Jakarta, Findonews.com – Terdakwa kasus e-KTP Setya Novanto membaca puisi sambil menangis menutup sidang pembacaan nota pembelaan atau pleidoi di Pengadilan Tipikor Jakarta, Jumat (14/3).
Setnov membacakan puisi yang berjudul Di Kolong Meja. Suaranya bergetar dan terdengar lirih menahan emosi.
Puisi itu dibaca Setnov usai menangis meminta maaf kepada istri dan keluarganya karena merasa telah meyusahkan akibat terjerat kasus e-KTP.

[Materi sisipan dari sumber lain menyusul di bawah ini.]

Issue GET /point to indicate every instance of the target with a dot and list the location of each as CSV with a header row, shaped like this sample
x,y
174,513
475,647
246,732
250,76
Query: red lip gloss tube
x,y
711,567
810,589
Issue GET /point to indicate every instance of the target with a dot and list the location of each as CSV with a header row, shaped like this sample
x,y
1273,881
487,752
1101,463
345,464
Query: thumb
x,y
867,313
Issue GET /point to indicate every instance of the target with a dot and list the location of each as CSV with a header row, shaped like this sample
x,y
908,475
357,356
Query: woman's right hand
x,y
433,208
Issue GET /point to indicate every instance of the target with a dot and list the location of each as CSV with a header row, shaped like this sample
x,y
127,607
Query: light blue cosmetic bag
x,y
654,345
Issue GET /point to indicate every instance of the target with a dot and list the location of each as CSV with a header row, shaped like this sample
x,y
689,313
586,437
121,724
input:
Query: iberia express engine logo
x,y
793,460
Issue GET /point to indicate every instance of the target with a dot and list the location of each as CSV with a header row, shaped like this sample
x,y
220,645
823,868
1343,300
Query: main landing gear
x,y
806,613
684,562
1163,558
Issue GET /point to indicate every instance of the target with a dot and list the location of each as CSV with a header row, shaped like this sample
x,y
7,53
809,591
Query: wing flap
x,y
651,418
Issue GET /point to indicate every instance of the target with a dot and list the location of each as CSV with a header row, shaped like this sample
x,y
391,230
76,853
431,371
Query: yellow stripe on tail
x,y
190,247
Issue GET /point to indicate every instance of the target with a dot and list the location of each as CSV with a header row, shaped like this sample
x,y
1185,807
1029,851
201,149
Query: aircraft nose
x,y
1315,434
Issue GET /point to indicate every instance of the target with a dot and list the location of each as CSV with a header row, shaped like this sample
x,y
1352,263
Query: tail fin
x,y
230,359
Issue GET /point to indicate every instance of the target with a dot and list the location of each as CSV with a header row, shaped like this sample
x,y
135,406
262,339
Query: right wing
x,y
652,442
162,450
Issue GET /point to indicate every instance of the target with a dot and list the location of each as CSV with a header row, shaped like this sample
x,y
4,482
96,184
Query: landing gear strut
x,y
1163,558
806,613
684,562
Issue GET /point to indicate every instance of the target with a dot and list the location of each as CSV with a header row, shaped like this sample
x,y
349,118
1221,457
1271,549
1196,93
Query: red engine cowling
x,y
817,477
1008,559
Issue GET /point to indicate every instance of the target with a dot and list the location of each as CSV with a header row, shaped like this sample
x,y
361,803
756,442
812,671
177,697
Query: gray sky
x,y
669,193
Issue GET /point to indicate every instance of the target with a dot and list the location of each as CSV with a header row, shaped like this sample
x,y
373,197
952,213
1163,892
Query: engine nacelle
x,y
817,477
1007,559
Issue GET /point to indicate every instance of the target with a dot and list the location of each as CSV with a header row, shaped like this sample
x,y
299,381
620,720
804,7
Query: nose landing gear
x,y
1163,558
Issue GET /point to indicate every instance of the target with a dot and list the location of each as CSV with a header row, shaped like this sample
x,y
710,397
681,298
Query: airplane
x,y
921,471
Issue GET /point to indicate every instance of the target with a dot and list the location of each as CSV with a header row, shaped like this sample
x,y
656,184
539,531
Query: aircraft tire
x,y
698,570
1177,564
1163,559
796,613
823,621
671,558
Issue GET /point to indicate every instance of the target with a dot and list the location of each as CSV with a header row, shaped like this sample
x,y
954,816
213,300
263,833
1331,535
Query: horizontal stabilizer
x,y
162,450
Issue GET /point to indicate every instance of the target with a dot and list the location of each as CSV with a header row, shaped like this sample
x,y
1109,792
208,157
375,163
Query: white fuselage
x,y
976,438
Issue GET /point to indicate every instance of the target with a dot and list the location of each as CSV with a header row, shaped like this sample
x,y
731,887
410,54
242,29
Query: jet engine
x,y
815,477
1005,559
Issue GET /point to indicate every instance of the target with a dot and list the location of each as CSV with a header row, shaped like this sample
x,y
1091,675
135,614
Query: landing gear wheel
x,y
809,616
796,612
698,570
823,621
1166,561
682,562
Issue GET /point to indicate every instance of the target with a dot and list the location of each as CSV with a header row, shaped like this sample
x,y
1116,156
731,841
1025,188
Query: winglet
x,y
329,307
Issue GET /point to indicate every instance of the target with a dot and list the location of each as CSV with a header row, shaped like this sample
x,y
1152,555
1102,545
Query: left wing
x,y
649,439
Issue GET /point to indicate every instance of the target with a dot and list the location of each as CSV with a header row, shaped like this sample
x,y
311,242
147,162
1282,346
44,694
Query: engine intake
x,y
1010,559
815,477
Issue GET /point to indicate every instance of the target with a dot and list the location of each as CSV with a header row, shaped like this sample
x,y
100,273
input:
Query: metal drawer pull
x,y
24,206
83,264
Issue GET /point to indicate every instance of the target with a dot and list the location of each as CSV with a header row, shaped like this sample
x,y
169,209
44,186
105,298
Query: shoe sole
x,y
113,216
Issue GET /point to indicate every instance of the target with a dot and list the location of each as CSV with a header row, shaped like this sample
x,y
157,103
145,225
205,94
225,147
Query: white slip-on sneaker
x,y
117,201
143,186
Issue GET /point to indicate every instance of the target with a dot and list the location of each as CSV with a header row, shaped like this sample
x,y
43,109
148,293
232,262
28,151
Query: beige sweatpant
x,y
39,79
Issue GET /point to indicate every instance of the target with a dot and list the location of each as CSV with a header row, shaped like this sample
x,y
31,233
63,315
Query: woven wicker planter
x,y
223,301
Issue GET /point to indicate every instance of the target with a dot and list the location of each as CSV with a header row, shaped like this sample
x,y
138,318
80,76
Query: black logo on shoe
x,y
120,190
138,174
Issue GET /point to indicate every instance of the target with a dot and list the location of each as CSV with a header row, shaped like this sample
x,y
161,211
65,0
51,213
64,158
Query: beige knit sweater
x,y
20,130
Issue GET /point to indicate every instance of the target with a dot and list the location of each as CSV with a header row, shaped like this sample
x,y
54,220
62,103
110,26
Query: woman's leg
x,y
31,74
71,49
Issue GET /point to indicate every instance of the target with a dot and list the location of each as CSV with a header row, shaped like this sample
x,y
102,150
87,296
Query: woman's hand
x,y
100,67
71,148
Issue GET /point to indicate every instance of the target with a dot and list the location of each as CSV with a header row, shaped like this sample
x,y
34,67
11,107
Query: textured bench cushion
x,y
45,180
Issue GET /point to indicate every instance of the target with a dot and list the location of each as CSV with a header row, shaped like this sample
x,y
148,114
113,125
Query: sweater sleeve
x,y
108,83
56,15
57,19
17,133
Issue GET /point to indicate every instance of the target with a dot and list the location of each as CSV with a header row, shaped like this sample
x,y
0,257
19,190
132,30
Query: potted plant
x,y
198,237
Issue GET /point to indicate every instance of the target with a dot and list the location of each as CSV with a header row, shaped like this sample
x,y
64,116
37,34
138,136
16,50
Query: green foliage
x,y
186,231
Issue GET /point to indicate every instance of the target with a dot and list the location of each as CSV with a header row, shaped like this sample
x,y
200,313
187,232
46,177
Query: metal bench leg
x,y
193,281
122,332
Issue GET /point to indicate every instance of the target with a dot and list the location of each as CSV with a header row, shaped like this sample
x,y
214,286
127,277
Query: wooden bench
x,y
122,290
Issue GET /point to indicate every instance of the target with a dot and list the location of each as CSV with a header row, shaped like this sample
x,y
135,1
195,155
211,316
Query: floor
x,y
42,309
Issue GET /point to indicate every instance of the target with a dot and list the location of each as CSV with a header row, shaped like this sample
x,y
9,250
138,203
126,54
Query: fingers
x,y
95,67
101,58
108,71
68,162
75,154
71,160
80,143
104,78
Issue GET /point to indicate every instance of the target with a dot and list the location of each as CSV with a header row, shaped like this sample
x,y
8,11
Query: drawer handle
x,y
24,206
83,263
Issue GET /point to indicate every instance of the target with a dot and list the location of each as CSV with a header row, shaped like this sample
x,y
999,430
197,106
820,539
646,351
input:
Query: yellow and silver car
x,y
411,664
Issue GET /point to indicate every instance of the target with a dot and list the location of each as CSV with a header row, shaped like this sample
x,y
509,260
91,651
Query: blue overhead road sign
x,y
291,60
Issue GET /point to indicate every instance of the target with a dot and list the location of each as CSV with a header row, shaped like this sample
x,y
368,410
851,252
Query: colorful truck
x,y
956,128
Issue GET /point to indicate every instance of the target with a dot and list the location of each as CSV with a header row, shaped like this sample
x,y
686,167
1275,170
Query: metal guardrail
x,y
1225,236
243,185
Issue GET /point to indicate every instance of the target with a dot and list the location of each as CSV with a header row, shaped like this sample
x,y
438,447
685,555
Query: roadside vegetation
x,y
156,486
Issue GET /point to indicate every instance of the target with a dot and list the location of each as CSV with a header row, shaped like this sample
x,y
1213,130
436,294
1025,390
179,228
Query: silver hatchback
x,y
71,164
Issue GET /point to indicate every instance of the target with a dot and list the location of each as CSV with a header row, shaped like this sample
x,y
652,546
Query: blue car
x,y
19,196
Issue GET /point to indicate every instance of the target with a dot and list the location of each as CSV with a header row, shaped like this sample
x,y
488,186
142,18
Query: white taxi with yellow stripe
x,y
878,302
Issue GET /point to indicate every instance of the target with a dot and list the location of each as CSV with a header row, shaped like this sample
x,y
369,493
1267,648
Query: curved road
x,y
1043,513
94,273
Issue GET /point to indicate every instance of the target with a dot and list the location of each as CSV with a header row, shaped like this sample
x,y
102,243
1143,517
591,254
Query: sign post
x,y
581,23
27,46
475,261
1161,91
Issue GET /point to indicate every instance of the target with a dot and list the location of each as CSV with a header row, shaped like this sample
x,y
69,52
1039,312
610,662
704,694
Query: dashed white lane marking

Deistri mengatakan puisi tersebut baru dibuat khusus untuk Setnov. Linda Djalil sendiri dikenal sebagai jurnalistik sekaligus penulis.
“Untuk menguatkan Bapak (Setnov) katanya,” ujar Deistri.
Di Kolong Meja
‘di kolong meja ada debu
yang belum tersapu
karena pembantu sering pura pura tak tahu
di kolong meja ada biangnya debu
yang memang sengaja tak disapu
bersembunyi berlama lama
karena takut dakwaan seru
melintas membebani bahu
di kolong meja tersimpan cerita
seorang anak manusia menggapai hidup
gigih dari hari ke hari
meraih ilmu dalam keterbatasan
untuk cita-cita kelak yang bukan semu
tanpa lelah dan malu
bersama debu menghirup udara kelabu
di kolong meja muncul cerita sukses anak manusia
yang semula bersahaja
akhirnya bisa diikuti siapa saja
karena cerdas caranya bekerja
di kolong meja ada lantai yg mulus tanpa cela
ada pula yang terjal bergelombang
siap menganga
menghadang segala cita-cita
apabila ada kesalahan membahana
kolong meja siap membelah
menerkam tanpa bertanya
bahwa sesungguhnya ada berbagai sosok yang sepatutnya jadi sasaran
di kolong meja
ada pecundang
yg bersembunyi
sembari cuci tangan
cuci kaki
cuci muka
cuci warisan kesalahan
apakah mereka akan senantiasa di sana..
dengan mental banci berlumur keringat ketakutan
dan sesekali terbahak melihat teman sebagai korban menjadi tontonan?’
LD, Jakarta 5 April 2018
Jaksa juga menuntut agar hakim menjatuhkan pidana tambahan kepada Setnov untuk membayar US$7,4 juta dikurangi uang yang telah dikembalikan sebesar Rp5 miliar subsider 3 tahun. Selain itu, Jaksa juga menuntut agar hakim menjatuhkan pidana tambahanpencabutan hak Setnov dalam menduduki jabatan publik selama 5 tahun.
Setya Novanto didakwa melanggar Pasal 2 ayat (1) atau Pasal 3 Undang-Undang Nomor 31 tahun 1999 sebagaimana diubah dengan Undang-Undang Nomor 20 tahun 2001 tentang Pemberantasan Tindak Pidana Korupsi (UU Tipikor) juncto Pasal 55 ayat (1) ke-1 KUHP.
Setnov dalam pleidoinya merasa diperlakukan tidak adil atas tuntutan 16 tahun penjara. Dia pun membantah sejumlah dakwaan dan mengaku tak terlibat dengan urusan pembagian fee proyek e-KTP untuk anggota DPR.